Protection schemes:
	Cart images rely on RC4, MD5, watermarks, and a block-based MD5 blacklist
	CD and BJL images rely on RC4 and watermarks
		This means code modifications are possible... ew!
		Code modification detection requires out-of-band CRCs...
		We can probably afford the occasional 256 byte header containing CRCs -- maybe every 16KB
			That makes sense since we reinit IV every 16KB and it is a seek boundary
			We must CRC at least every 2KB -- larger than that and we can't see the end
			1KB is a good size...  A 256 byte header fits both the IV and 16 8-byte hashes

Watermarks:
	These are easily discovered and removed using binary search:
		Even if there are 10 or 20 of them, you can narrow it down to a few dozen passes, right?
		It would be nice to bury them in 1KB blocks -- then make them dependent on block info
		This sucks because it takes out some of the expected ease of including for developers...

	These are easily defeated using XOR with some bit pattern...
		Although some sneakiness in IV mixing might compensate for this (see below)

	The XOR/watermark defeating approach is hard with cartridge ROMs, but is very easy for CDs/BJLs...
		After all, they all load from a fixed pipe!
		Although it's slightly harder to hack DSP code for that...

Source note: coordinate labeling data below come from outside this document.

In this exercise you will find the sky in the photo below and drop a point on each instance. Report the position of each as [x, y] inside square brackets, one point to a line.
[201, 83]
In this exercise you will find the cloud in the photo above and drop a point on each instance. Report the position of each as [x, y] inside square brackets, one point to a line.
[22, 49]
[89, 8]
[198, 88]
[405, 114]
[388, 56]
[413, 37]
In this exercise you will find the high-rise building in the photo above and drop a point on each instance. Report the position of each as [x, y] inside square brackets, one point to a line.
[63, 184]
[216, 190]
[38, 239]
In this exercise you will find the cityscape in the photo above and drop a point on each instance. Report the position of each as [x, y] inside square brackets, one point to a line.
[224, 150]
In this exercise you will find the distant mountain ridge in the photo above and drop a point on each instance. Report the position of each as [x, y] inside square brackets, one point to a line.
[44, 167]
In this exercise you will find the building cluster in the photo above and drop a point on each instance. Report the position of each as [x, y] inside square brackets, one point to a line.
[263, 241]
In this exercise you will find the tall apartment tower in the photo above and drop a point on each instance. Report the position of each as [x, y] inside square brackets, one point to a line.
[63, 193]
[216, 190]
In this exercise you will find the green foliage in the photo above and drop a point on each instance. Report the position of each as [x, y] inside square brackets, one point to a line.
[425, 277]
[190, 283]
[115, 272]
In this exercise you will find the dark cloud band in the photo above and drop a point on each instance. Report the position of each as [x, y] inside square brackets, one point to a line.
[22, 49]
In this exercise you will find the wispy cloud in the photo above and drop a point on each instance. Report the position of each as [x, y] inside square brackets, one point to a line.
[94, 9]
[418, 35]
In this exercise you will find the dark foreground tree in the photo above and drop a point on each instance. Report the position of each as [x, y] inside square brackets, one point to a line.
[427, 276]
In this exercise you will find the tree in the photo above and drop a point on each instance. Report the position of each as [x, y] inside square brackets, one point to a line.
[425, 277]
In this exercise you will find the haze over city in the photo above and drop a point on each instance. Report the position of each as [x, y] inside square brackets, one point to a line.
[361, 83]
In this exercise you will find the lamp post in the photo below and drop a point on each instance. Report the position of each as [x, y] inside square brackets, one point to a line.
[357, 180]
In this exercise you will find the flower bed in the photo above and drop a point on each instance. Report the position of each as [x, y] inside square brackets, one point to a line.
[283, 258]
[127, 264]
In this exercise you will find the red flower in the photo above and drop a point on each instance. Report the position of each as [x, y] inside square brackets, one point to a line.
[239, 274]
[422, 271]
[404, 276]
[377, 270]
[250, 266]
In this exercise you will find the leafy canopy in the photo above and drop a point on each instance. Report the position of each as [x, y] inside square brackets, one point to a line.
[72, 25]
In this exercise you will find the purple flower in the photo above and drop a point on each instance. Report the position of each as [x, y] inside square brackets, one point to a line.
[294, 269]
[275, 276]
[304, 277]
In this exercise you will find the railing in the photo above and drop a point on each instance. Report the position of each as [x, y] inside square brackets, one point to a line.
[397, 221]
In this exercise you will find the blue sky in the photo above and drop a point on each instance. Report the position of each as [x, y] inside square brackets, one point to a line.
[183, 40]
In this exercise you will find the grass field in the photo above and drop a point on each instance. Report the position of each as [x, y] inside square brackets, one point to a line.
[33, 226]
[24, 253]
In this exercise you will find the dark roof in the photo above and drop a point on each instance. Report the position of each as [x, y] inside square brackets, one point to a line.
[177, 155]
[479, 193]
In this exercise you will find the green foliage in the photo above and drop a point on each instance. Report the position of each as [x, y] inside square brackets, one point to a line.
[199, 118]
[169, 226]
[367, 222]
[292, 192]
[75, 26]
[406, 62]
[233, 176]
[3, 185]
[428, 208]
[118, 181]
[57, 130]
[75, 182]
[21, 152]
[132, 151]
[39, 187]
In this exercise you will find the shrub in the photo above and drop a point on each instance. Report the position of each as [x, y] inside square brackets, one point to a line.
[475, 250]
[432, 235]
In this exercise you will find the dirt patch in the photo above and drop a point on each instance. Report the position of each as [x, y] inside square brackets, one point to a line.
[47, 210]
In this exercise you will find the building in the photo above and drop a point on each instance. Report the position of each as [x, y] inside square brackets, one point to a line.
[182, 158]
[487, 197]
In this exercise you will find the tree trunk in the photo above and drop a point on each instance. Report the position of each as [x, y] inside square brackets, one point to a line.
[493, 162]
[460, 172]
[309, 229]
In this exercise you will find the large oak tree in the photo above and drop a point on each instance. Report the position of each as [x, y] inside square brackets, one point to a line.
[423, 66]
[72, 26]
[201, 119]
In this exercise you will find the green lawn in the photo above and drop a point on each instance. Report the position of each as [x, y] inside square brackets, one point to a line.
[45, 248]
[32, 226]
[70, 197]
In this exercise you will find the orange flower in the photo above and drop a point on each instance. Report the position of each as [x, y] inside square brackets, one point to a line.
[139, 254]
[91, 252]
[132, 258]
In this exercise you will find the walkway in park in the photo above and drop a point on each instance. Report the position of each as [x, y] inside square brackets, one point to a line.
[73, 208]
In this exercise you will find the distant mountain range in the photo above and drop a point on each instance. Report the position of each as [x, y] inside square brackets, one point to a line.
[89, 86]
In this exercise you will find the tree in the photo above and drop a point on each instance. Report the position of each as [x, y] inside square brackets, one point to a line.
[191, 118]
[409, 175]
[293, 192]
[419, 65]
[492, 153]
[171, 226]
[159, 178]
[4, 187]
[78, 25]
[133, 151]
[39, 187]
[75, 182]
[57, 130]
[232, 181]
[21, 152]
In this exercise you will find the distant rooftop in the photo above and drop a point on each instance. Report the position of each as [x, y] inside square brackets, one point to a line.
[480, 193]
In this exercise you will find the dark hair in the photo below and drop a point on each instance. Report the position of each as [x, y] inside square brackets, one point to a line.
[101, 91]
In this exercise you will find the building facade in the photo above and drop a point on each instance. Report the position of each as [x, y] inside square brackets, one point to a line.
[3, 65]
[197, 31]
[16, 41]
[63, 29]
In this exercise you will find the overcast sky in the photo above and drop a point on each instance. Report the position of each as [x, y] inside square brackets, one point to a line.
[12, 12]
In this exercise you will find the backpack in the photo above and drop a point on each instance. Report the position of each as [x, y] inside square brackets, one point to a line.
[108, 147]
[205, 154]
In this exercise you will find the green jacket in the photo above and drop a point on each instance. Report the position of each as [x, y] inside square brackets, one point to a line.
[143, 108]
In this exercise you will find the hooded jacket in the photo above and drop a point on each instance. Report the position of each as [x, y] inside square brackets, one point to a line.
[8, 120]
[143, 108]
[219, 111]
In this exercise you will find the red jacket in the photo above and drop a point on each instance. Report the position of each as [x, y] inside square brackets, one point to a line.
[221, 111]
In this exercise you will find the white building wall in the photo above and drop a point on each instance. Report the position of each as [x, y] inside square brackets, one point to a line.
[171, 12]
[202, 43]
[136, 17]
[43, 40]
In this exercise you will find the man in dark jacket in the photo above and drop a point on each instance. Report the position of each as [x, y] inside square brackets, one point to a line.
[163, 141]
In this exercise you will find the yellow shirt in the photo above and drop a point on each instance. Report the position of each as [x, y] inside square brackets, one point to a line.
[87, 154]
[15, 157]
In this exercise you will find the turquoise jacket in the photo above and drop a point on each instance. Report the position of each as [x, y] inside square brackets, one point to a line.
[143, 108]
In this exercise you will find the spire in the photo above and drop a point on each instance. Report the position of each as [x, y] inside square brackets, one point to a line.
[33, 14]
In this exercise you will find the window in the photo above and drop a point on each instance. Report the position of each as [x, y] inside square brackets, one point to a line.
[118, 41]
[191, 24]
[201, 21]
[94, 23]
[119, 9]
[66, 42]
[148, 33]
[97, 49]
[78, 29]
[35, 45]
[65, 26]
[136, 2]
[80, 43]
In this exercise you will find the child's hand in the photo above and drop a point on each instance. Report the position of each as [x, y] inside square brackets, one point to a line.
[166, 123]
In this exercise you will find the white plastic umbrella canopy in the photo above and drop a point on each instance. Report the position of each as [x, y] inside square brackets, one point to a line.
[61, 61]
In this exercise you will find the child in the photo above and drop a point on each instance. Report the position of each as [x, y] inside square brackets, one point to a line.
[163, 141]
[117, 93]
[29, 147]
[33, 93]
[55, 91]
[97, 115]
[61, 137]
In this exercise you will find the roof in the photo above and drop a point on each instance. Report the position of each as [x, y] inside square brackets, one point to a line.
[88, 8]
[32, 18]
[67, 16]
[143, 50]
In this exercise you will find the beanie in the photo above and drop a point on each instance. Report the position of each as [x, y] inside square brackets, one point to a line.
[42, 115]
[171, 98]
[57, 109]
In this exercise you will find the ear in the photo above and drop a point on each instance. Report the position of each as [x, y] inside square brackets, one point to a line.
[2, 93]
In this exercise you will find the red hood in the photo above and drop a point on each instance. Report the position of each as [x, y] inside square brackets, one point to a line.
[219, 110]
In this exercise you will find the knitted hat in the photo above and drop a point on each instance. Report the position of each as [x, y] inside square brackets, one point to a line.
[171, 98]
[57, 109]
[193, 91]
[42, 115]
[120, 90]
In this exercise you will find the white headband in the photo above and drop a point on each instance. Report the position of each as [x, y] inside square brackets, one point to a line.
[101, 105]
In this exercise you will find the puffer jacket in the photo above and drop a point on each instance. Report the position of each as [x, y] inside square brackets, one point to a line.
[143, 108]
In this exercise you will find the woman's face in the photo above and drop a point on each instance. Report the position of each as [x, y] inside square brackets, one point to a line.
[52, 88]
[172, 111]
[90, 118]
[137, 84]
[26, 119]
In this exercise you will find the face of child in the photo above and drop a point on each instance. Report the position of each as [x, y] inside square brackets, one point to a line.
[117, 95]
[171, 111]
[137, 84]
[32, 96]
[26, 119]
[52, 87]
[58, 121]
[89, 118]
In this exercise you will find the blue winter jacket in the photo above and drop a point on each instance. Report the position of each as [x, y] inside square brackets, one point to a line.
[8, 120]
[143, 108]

	These are the last defense against pirates...
		Pirates can easily rip the plaintext CD/BJL images
		So we have to stop those from playing

	One way is to embed tiny watermarks among the random data in the image
		You help developers by giving them a 'sheet' of watermarks for their product
		Each sheet contains the developer serial code to prevent one developer from hacking another
		The sheets contain 16368 16-byte quantities -- each byte-aligned to cover a 16KB window
		Developers then insert 'pad' symbols into their program at random locations
		The developer provides a sym file to the signing JAR, which stores the watermarks over the pads
		Watermarks are hard to distinguish from random data, so a hacker may not find all of them

	I haven't a clue how to make a good watermark, though
		The RC4 'random' generator is a good approach but it's slow
		And you can't use a single RC4 for both purposes... you need different keys
	
	One plausible approach is via the CPLD...
		If we have a good random number generator in the CPLD used for bootup already...
		A fairly potent LFSR might fit, and might hold enough state to detect watermarks

	WAIT!  Any streaming cipher is unsafe...
		Developers can just XOR their sheets together and figure out practically all of the key...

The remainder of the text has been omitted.